Yes, I'd participate. She'll probably get really awesome medical attention from it at little to no cost to you. Assuming it's fairly non-invasive, I think it's a pretty good opportunity.
Is the outcome and the duration of the treatment the same? If so, I would. But my experience with toe walking is my brother, who was born with club foot so had a brace then surgery and finally a cast to fix his toe walking issue and now he is totally normal (OK, he is a bit of an ass but his foot is totally normal )
And with studies like this, the cost of the treatment is usually fully covered. Not sure if that is a concern (the cost) but thought I would throw it out there.
Post by daisyheadmaizie on Jun 5, 2013 11:20:32 GMT -5
I would.
I have a good friend whose son was a tippy toe walker. He did PT and then they used casts to correct the problem. He did really well with the whole process and is doing great with no lingering problems now.
DS #2 was part of a case study comparing the efficacy of derotational casting vs. bracing for infantile scoliosis. I like to think his positive result with casting is going to contribute to the growing phalanx of literature and will convince more doctors that it should be tried first rather than jumping right on the surgery train.
My son was born with clubfoot and was treated with serial casting and now has to wear a brace 12 hours/day until he's 4. Both phases of his treatment just became part of our routine, although the weekly casting was time consuming. Do you have the option to choose which group she would be part of, if you have a strong preference over which treatment you want for her?
Post by EmilieMadison on Jun 5, 2013 12:11:45 GMT -5
I'd do it. It must be hard to think about all of it, but this sounds like a great opportunity. And the hospital near us are all SO good, I'm sure this would be a really beneficial option for her.
I normally hang out on Travel and I lurk over here once in a while, but I work on the regulatory side of clinical research. If you have any questions about something in the consent form or generally about being involved in a research study I'd be happy to answer them for you. To answer your question, yes, I would at least go through the screening. Even if you agree to it and she starts the study you're not obligated to do anything -- you can take her out of the study whenever you want, for whatever reason you want. And research involving kids is really scrutinized and those studies have to meet a lot of standards before they can enroll subjects.
Something to keep in mind, though, is that this sounds like an interventional, not observational, study. That means that it's not treatment -- they don't want your daughter to take part to help her personally, they want her to take part because they want to help other kids like her. If she's helped that's just a bonus for her. Also you might not have access to any evaluations or tests they do until the study is done, which can be a very long time, so that's not a reason to do it.

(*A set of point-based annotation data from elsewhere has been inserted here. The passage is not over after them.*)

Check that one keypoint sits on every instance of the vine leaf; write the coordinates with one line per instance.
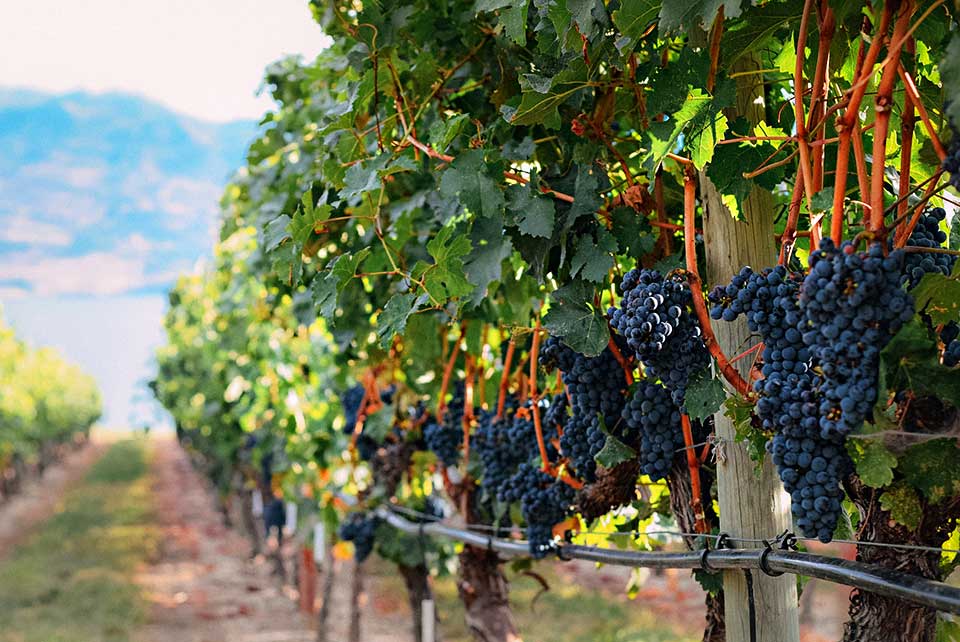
(756, 26)
(377, 426)
(933, 467)
(691, 14)
(274, 233)
(911, 362)
(950, 75)
(939, 296)
(705, 395)
(573, 318)
(540, 107)
(614, 452)
(307, 217)
(874, 463)
(445, 278)
(470, 179)
(393, 319)
(328, 285)
(593, 259)
(535, 215)
(632, 20)
(483, 265)
(902, 503)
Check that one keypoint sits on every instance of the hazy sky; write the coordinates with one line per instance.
(201, 57)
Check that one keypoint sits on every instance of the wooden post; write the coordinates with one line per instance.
(751, 506)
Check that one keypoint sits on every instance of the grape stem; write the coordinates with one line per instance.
(448, 372)
(693, 463)
(727, 369)
(846, 124)
(883, 104)
(505, 377)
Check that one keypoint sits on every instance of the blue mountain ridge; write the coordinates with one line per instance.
(118, 189)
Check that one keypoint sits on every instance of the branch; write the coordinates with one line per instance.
(709, 338)
(693, 464)
(883, 103)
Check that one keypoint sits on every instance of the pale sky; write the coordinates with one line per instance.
(204, 58)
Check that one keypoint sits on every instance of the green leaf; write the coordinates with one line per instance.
(378, 425)
(472, 180)
(950, 76)
(687, 15)
(573, 318)
(740, 412)
(514, 21)
(705, 395)
(757, 25)
(483, 265)
(939, 296)
(444, 132)
(933, 467)
(902, 503)
(911, 361)
(307, 217)
(634, 235)
(874, 463)
(393, 320)
(275, 233)
(445, 279)
(534, 214)
(632, 20)
(540, 107)
(593, 260)
(614, 452)
(328, 285)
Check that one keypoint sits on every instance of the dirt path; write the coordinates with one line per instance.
(202, 586)
(40, 498)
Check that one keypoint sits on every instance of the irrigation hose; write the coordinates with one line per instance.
(867, 577)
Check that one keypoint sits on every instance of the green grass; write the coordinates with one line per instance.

Travel is fatal to prejudice, bigotry, and narrow-mindedness, and many of our people need it sorely on these accounts. Broad, wholesome, charitable views of men and things cannot be acquired by vegetating in one little corner of the earth all one's lifetime. Mark Twain
We participated in a multi-center study with DS #2 and his casts as well. We were already going ot cast him, so we didn't have to do anything extra. We also were not compensated for any of it, which is fine our insurance covered a lot (not all) of the cost. The brace is another animal entirely. I took the perspective that whatever results they got with DS would help make the case that this kind of early intervention will benefit infants and young children with this disease and potentially save them from a lifetime of painful procedures.
I know it's scary Puddles, you do not have to make any decisions now--talk to your pedi and talk to the PT. It's very scary, but this is something you have to look at long term--does the PT think the casts will cure her?